2013年02月24日

資料映像#53「本部御殿手 その1」

 「本部御殿手」第十二代宗家 上原清吉先生 1


     
 
 

  上原 清吉 先生(うえはら せいきち・1904〜2004)
  本部御殿手・第十二代宗家


 明治37(1904)年、沖縄の島尻郡小禄村(現 那覇市)に生まれる。
 小学校の時に家業が破産し、家業を手伝って行商をしていたが、大正5年(1916年)、
 「本部御殿」の直系第11代当主である本部朝勇(もとぶ ちょうゆう)に師事し、
 「御主加那志前(琉球国王)の武藝」と呼ばれる古武術を学ぶ。

 本部御殿(もとぶうどぅん)とは、琉球王国 第二尚氏王統・第十代 尚質王の第六王子、
 本部王子朝平(1629〜1668年)を元祖とする琉球王族のことであり、
 御殿(うどぅん)は王族の邸宅や、そこに暮らす王族を意味している。

 大正13(1916)年、首里城の演武大会に本部朝勇と共に参加。
 大正14(1917)年、那覇の大規模な唐手大演武大会に参加。
 同年、師の命を受けて和歌山県に赴き、本部朝勇の次男、本部朝茂に武藝を伝授する。
 大正15(1926)年、兄を頼ってフィリピン南部の都市・ダパオに移住。
 昭和3(1928)年、フィリピンの「昭和天皇御大典記念演武大会」に、沖縄代表の一人
 として参加。
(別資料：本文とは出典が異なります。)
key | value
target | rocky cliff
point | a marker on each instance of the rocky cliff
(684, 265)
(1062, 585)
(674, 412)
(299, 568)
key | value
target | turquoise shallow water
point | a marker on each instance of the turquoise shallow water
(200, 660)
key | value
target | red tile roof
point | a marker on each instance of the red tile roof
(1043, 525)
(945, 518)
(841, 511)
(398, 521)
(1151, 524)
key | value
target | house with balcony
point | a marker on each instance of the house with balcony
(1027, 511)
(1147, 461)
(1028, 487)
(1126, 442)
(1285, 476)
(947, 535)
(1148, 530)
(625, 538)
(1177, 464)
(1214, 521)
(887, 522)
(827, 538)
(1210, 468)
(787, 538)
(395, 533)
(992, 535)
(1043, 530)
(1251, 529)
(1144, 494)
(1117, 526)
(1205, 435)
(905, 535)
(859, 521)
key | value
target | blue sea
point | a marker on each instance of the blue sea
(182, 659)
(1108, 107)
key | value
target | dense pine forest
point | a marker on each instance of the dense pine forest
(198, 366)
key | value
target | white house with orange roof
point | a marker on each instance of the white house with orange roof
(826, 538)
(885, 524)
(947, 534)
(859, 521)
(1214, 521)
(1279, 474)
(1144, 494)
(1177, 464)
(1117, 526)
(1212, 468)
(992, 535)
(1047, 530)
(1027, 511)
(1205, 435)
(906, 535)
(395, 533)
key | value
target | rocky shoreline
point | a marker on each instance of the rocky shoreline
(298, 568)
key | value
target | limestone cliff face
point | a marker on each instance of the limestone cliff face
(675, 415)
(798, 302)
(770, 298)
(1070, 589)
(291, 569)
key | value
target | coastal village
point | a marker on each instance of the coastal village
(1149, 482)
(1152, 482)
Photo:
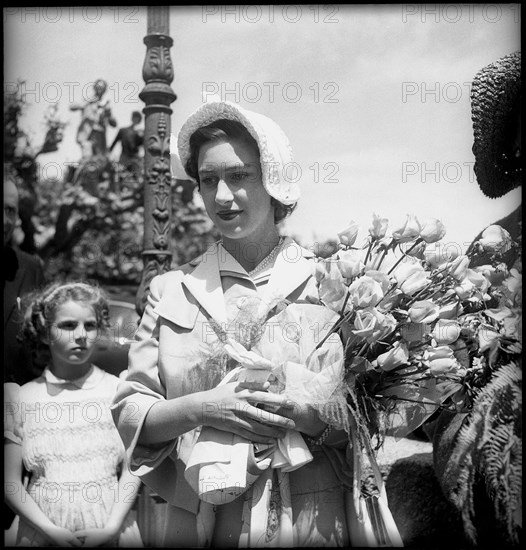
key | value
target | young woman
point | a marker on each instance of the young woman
(62, 431)
(173, 387)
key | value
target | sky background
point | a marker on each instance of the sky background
(374, 99)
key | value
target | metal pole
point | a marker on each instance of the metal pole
(157, 95)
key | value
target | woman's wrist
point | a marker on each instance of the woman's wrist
(321, 438)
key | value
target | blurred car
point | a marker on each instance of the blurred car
(111, 352)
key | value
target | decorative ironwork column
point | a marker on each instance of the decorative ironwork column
(157, 95)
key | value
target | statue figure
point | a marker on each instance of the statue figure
(131, 139)
(96, 115)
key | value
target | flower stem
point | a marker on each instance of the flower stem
(417, 242)
(368, 251)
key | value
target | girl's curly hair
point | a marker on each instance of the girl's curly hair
(40, 308)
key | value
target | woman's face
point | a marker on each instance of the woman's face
(233, 192)
(73, 334)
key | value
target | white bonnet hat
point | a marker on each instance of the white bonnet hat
(274, 146)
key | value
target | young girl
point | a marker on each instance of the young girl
(63, 433)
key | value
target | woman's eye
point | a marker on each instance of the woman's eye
(208, 181)
(68, 325)
(239, 176)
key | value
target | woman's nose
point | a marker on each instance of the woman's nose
(223, 192)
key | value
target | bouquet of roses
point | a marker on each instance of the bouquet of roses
(422, 329)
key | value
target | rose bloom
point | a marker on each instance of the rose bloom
(392, 300)
(439, 253)
(365, 292)
(423, 311)
(465, 289)
(415, 250)
(372, 325)
(446, 331)
(348, 236)
(350, 263)
(486, 336)
(495, 240)
(396, 356)
(414, 332)
(494, 274)
(365, 322)
(332, 288)
(458, 267)
(379, 227)
(407, 267)
(450, 311)
(480, 282)
(417, 281)
(432, 230)
(441, 360)
(409, 231)
(379, 277)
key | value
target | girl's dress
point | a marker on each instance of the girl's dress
(73, 453)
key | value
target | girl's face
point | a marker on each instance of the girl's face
(233, 192)
(73, 334)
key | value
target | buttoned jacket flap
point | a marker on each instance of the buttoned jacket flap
(176, 304)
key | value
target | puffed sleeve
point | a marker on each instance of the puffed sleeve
(12, 415)
(141, 388)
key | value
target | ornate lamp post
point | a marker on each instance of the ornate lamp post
(157, 95)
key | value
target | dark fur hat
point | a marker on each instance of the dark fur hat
(495, 111)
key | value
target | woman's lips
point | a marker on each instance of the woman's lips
(228, 214)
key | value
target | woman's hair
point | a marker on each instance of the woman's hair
(42, 305)
(220, 130)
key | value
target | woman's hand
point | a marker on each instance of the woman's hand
(96, 537)
(305, 418)
(60, 536)
(242, 411)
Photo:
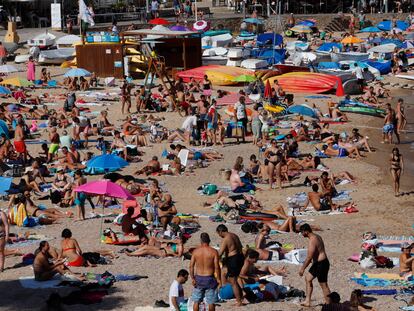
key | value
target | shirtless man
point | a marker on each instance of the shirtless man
(43, 270)
(234, 260)
(388, 127)
(19, 143)
(205, 273)
(251, 274)
(320, 265)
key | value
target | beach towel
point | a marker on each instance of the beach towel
(30, 282)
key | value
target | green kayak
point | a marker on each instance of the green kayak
(370, 111)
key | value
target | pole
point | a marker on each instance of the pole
(268, 8)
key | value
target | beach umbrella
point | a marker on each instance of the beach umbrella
(408, 45)
(106, 188)
(4, 129)
(302, 110)
(252, 20)
(179, 28)
(351, 40)
(201, 25)
(21, 82)
(4, 91)
(370, 29)
(159, 21)
(77, 72)
(107, 162)
(301, 29)
(8, 69)
(244, 79)
(268, 89)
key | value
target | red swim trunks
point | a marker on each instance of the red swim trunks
(20, 146)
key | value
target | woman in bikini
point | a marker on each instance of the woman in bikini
(273, 160)
(4, 236)
(397, 167)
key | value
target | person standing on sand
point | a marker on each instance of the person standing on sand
(31, 69)
(234, 261)
(205, 274)
(388, 127)
(396, 169)
(320, 265)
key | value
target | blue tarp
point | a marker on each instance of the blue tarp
(383, 67)
(326, 47)
(274, 38)
(272, 56)
(328, 65)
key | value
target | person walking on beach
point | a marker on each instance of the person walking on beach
(4, 236)
(31, 69)
(234, 260)
(320, 264)
(396, 169)
(388, 127)
(205, 274)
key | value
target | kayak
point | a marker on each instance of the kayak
(309, 82)
(370, 111)
(274, 109)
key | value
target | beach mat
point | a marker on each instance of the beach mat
(30, 282)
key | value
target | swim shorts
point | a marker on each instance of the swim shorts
(388, 128)
(234, 264)
(53, 148)
(20, 146)
(320, 269)
(206, 287)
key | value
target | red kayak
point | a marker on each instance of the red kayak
(309, 82)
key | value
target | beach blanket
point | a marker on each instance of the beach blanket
(30, 282)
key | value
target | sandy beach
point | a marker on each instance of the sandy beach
(379, 212)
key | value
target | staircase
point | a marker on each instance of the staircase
(337, 24)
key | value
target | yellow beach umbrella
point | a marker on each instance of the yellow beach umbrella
(17, 82)
(351, 40)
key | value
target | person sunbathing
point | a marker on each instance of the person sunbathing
(169, 249)
(153, 166)
(341, 152)
(44, 270)
(251, 274)
(71, 252)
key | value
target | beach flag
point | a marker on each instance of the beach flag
(85, 15)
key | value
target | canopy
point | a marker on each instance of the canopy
(159, 21)
(302, 110)
(4, 91)
(17, 82)
(109, 162)
(301, 29)
(106, 188)
(351, 40)
(77, 72)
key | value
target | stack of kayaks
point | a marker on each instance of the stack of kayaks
(370, 111)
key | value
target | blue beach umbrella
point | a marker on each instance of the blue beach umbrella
(77, 72)
(371, 29)
(106, 162)
(302, 110)
(4, 90)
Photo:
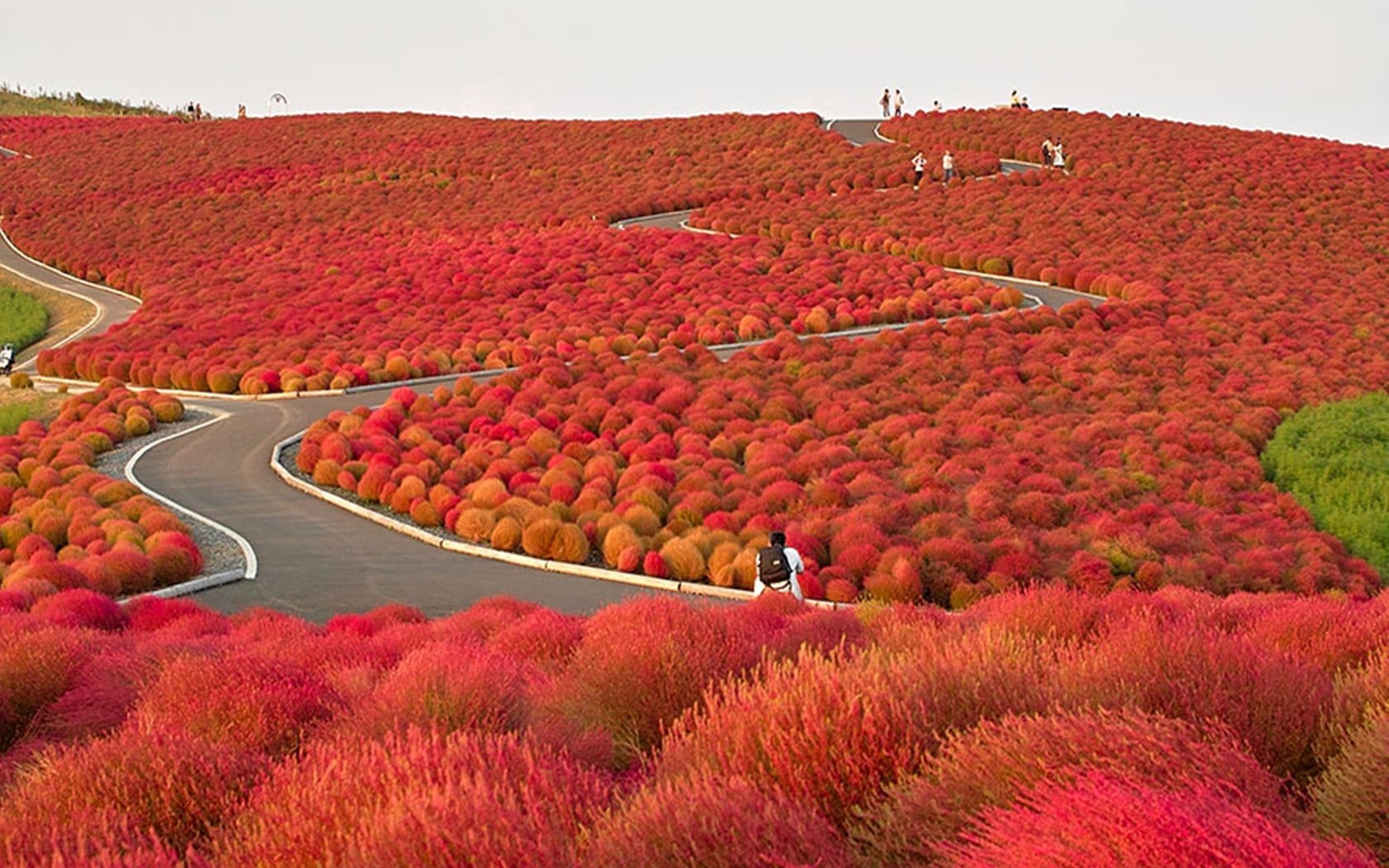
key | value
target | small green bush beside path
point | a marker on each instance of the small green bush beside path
(22, 318)
(1334, 459)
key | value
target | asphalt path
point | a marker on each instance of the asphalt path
(316, 560)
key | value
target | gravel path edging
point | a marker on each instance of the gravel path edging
(227, 556)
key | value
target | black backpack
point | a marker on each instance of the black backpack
(772, 567)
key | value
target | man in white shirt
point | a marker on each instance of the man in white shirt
(919, 165)
(780, 560)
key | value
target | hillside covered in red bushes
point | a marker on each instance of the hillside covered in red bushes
(306, 253)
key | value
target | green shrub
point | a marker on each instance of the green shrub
(1331, 459)
(22, 320)
(20, 412)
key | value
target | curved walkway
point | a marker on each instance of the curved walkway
(316, 560)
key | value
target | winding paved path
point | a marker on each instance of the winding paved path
(314, 560)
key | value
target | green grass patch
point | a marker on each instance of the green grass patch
(1334, 459)
(14, 102)
(18, 406)
(22, 318)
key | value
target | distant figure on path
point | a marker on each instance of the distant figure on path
(778, 565)
(919, 165)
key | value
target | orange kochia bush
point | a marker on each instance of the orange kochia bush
(642, 733)
(65, 525)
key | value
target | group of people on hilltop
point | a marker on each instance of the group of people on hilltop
(1053, 153)
(892, 103)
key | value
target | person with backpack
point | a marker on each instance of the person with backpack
(778, 565)
(919, 165)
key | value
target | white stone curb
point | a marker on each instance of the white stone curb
(192, 586)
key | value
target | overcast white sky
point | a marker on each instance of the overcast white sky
(1315, 69)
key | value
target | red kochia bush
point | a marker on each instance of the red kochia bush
(994, 763)
(177, 786)
(417, 799)
(713, 823)
(236, 702)
(81, 608)
(1192, 671)
(642, 664)
(1106, 821)
(788, 728)
(447, 686)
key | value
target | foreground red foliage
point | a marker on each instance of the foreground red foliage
(663, 733)
(67, 525)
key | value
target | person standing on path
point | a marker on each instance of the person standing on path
(778, 565)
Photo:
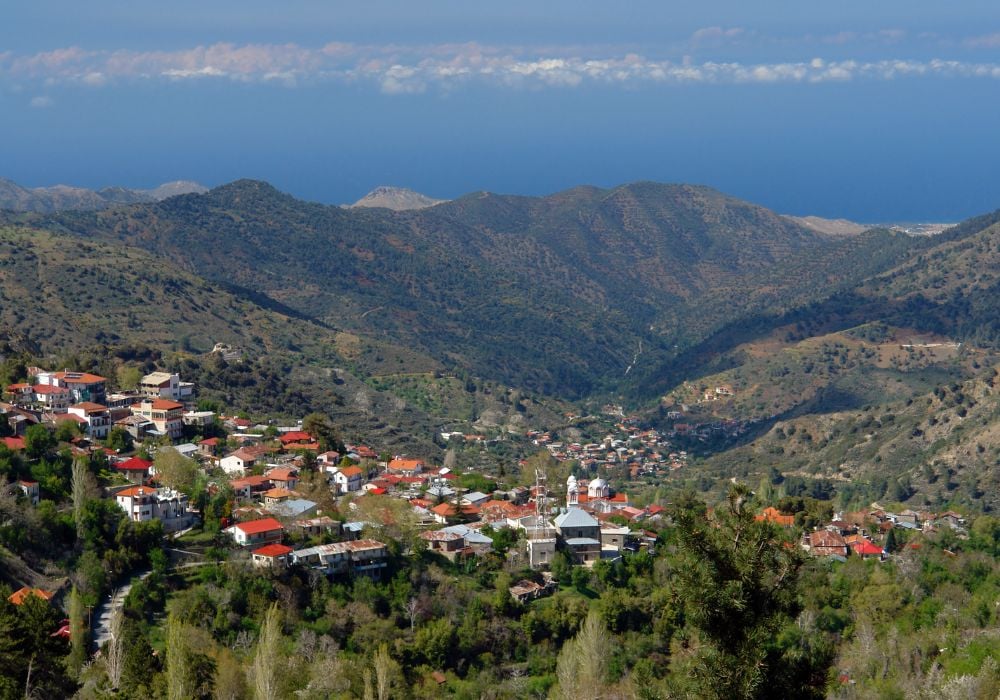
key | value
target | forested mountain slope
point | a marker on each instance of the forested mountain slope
(559, 294)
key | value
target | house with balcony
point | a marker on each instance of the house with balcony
(51, 399)
(348, 479)
(82, 386)
(143, 503)
(97, 418)
(166, 415)
(358, 558)
(164, 385)
(257, 532)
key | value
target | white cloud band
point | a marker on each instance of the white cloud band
(396, 69)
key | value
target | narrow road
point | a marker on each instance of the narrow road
(115, 600)
(104, 611)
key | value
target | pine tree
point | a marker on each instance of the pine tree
(78, 633)
(180, 683)
(264, 671)
(583, 662)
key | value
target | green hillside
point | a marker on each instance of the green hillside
(96, 305)
(561, 295)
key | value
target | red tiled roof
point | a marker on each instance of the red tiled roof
(134, 464)
(78, 377)
(19, 596)
(16, 443)
(165, 405)
(89, 407)
(282, 474)
(865, 547)
(137, 491)
(252, 480)
(773, 515)
(272, 550)
(46, 389)
(254, 527)
(399, 464)
(447, 510)
(278, 493)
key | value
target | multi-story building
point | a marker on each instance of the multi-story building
(142, 503)
(163, 385)
(364, 557)
(166, 415)
(82, 385)
(52, 399)
(97, 418)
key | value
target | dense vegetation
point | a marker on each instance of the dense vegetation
(558, 295)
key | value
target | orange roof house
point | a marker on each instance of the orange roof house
(18, 597)
(401, 465)
(773, 515)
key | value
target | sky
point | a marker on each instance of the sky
(874, 112)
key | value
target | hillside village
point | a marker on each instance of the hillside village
(258, 468)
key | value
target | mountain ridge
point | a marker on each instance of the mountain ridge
(55, 198)
(554, 294)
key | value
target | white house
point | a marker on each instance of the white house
(96, 416)
(142, 503)
(348, 479)
(256, 532)
(240, 461)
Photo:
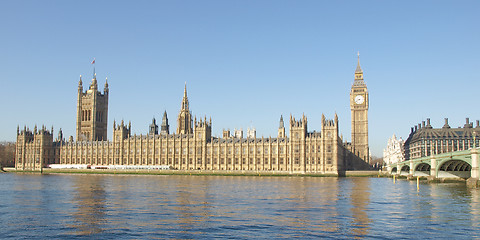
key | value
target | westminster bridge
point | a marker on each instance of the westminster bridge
(458, 164)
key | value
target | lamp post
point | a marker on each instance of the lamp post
(474, 139)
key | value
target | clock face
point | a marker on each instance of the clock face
(359, 99)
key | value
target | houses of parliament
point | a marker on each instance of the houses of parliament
(191, 146)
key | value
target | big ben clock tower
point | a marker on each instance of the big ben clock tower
(359, 108)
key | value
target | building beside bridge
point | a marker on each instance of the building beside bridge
(441, 152)
(192, 146)
(424, 140)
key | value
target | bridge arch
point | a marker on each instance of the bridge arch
(422, 169)
(454, 168)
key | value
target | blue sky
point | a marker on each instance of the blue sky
(245, 62)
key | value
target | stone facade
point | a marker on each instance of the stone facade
(92, 112)
(395, 150)
(192, 146)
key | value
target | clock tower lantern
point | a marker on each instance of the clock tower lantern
(359, 108)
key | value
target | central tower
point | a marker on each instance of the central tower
(92, 112)
(184, 122)
(359, 109)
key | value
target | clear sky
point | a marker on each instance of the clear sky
(245, 62)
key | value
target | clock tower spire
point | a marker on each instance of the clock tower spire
(359, 109)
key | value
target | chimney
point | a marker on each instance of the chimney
(446, 124)
(467, 123)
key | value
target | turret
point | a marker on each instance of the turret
(153, 128)
(80, 86)
(281, 128)
(165, 127)
(105, 89)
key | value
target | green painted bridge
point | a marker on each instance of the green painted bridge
(459, 164)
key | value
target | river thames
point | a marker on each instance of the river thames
(198, 207)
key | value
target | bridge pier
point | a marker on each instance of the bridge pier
(412, 171)
(474, 173)
(433, 168)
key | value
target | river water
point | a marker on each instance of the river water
(199, 207)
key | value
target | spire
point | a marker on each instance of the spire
(185, 91)
(106, 86)
(185, 99)
(80, 86)
(359, 69)
(94, 74)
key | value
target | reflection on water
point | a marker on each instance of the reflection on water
(360, 199)
(89, 198)
(111, 206)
同年、ダパオに道場を開設。戦争が始まる昭和16年まで指導を続けた。

 同年、フィリピンにて軍隊に徴用。
 昭和22(1947)年、復員して沖縄に戻る。
 昭和26(1951)年、宜野湾市で指導を再開する。
 昭和45(1970)年、本部朝勇から受け継いだ技を一般に公開する決意を固め、
 流派の名を「本部御殿手」と命名し、本部御殿手古武術協会を設立する。

 平成15(2003)年、本部朝勇の弟・朝基の子息、朝正(ちょうせい)に宗家を譲り、
 本部御殿の伝統武術が再び本部家の系統に戻ることになった。

 平成16(2004)年、老衰のため逝去。享年百歳。